In Christianity, recent Bible translations in most languages use the Hebrew text edition from the Biblia Hebraica Stuttgartensia (1983 edition) while consulting other ancient manuscripts (such as the Dead Sea Scrolls, Septuagint, or other codex) for difficult verses.
What prompted me to ask this question at Mi Yodeya is my recent finding that:
- Biblia Hebraica Stuttgartensia (latest update is BH4, 1998), is a critical Hebrew text tradition started by Rudolf Kittel with Biblia Hebraica Kittel (BH1, 1906 to BH3, 1937), which in turn uses the Leningrad codex (belonging to the Masoretic Text tradition) as the basis. Work is being done since 2004 to supersede it with Biblia Hebraica Quinta or BH5, a project which includes Christian as well as Jewish scholars.
- There are 2 other major critical Hebrew text projects being done currently, the Hebrew University Bible project (overview here) and the Oxford Hebrew Bible project (prologue here), which use a different mix of surviving Hebrew Manuscripts such as the Aleppo Codex, another text of the Masoretic tradition. Those 3 major projects plus other modern editions are compared in this 2010 Tyndale Bulletin journal paper Which Hebrew Bible? by David L. Baker.

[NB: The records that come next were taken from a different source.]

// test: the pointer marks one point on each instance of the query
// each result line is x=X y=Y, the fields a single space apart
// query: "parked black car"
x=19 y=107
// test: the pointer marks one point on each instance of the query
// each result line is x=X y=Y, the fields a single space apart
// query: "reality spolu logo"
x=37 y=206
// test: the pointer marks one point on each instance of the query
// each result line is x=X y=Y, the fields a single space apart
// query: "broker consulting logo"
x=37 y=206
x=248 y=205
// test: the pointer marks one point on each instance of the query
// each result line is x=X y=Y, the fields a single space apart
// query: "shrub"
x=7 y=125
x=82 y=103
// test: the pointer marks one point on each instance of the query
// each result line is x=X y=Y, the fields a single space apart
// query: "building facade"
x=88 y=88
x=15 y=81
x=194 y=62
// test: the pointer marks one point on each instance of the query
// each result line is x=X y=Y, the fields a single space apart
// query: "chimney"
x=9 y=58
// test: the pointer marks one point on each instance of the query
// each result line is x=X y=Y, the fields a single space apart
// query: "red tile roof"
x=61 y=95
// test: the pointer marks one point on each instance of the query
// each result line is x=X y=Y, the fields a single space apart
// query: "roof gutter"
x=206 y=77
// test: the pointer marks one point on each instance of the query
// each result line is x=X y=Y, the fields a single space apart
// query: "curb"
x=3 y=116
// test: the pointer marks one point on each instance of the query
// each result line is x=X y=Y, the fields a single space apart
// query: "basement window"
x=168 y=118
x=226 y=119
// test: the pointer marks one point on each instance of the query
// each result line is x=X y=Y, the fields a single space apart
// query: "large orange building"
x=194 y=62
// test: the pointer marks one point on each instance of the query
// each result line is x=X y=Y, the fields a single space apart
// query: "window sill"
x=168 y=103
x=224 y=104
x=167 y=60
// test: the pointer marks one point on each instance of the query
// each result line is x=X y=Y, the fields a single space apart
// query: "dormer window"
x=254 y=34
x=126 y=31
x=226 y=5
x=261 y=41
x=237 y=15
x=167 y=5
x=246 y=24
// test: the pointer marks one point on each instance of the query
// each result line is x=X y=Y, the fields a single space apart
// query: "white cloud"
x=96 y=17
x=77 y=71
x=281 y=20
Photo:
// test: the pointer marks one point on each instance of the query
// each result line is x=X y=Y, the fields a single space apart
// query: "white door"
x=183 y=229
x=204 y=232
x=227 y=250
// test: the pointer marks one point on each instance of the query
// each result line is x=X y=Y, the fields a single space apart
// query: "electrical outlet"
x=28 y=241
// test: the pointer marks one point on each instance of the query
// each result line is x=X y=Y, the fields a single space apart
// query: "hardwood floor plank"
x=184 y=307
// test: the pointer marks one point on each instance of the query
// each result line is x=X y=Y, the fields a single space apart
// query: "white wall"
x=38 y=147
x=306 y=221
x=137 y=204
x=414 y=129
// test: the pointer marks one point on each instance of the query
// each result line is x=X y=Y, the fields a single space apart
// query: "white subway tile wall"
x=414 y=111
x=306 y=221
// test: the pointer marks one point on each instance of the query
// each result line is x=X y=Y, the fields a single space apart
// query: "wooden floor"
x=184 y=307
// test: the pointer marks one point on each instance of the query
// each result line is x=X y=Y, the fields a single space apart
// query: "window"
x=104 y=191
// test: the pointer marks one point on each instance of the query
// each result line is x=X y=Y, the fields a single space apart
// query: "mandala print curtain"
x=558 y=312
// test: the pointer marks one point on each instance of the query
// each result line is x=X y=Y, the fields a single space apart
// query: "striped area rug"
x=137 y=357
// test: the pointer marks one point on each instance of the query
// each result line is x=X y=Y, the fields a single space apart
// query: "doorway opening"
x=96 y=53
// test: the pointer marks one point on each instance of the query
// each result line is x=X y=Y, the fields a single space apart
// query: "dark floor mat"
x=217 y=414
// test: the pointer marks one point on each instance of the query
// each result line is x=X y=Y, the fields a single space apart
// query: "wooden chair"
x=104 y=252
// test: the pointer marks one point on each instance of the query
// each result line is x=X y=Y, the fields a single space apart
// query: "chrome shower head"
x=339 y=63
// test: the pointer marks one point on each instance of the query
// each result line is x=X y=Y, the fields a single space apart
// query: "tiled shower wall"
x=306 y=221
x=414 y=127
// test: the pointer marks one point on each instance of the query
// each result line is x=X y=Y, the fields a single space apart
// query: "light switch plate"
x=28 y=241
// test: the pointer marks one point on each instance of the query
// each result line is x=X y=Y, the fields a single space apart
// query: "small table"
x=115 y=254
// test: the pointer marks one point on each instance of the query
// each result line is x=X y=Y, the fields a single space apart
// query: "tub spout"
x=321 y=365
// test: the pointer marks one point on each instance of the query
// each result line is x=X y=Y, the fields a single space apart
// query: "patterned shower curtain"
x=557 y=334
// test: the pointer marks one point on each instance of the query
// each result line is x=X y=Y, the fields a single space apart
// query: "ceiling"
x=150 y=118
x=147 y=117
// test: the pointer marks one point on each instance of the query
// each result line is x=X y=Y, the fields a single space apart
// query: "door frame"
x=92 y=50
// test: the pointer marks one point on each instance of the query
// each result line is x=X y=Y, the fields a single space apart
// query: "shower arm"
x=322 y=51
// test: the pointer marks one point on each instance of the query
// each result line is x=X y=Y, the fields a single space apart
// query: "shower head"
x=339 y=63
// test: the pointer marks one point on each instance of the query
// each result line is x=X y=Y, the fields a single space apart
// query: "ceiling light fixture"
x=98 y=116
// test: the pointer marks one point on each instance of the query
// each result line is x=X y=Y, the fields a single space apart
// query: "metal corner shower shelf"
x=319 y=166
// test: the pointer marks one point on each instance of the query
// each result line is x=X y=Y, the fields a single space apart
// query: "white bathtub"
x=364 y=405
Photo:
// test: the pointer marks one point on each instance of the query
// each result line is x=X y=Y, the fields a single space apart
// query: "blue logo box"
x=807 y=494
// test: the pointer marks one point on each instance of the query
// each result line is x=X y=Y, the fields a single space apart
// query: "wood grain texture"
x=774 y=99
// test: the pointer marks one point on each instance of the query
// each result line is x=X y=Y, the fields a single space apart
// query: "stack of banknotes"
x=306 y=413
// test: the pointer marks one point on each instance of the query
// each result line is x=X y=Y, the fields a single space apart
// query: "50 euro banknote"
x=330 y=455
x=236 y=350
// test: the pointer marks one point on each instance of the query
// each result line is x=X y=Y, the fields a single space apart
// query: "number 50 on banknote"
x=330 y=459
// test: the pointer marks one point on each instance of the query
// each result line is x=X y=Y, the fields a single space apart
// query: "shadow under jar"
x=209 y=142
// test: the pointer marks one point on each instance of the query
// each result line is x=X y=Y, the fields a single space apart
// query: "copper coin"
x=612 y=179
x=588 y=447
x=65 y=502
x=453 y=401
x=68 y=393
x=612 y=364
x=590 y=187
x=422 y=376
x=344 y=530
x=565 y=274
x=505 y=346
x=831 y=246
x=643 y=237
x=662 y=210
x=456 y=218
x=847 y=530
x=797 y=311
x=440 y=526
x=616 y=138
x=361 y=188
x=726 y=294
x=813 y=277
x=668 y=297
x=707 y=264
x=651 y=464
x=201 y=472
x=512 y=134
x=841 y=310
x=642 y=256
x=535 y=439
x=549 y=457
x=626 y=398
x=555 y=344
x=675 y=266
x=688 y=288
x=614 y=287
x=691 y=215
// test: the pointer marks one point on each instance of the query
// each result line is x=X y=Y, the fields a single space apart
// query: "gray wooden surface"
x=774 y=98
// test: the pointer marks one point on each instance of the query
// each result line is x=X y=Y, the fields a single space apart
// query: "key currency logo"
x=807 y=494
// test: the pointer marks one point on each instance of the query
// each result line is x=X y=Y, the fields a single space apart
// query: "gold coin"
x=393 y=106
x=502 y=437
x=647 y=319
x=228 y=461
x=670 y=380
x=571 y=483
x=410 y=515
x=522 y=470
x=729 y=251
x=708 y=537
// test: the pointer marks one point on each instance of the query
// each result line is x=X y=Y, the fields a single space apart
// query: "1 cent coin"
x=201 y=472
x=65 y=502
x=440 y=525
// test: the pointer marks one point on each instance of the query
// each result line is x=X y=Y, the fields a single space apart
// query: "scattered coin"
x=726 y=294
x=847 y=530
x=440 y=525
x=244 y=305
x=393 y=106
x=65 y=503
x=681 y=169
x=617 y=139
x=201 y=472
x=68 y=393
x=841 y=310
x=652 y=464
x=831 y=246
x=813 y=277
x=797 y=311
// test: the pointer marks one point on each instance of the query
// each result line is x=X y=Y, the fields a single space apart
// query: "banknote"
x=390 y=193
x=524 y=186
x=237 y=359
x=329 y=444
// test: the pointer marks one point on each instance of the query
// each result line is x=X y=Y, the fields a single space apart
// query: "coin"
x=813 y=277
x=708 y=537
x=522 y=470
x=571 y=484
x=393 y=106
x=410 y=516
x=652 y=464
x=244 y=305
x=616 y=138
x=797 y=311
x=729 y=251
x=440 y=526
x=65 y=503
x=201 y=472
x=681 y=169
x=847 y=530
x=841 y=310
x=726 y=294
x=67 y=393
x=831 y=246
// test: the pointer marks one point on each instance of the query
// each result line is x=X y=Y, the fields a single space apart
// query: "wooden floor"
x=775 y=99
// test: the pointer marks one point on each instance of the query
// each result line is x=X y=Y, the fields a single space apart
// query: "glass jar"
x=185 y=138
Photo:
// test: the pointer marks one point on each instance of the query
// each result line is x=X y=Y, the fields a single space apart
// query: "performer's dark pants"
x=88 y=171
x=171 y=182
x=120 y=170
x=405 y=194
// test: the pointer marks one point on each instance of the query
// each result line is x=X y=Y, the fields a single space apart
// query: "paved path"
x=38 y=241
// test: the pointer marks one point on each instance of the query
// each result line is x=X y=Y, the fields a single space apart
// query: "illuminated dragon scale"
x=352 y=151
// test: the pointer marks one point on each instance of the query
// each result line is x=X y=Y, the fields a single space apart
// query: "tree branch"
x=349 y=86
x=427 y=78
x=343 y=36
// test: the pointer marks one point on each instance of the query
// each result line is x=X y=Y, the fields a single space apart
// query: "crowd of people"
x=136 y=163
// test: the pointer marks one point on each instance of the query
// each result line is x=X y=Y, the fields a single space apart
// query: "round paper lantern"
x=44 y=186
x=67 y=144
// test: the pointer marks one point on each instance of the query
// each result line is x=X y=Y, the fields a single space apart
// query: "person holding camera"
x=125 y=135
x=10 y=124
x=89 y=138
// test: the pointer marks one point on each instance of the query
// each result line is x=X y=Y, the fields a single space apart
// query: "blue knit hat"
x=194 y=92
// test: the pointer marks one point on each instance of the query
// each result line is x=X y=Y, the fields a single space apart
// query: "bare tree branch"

- Serious Old Testament text criticism scholars and theology students also use other digitized Hebrew editions with additional features such as the Lexham Hebrew Bible, and the Biblia Hebraica Westmonasteriensis.
I'm aware, as @Elie commented, that most religious Jews can read Tanach in Hebrew. But the above findings made me question whether I should take for granted that the Hebrew text editions they use is the same with what 21st century Christian scholars use.
Therefore, my questions are:
- Do various branches of Judaism (Orthodox, Conservative, Reformed, etc.) authorize the same Hebrew text edition of the Tanach?
- Do they also use an edition similar to Biblia Hebraica Stuttgartensia (based on the Leningrad codex) or do they have their own preferred Hebrew edition for the study / public reading at the Synagogues?
- Which Hebrew text edition is most likely used at popular Hebrew Scripture study websites such as Sefaria, Chabad.org, TanachStudy.com, or others?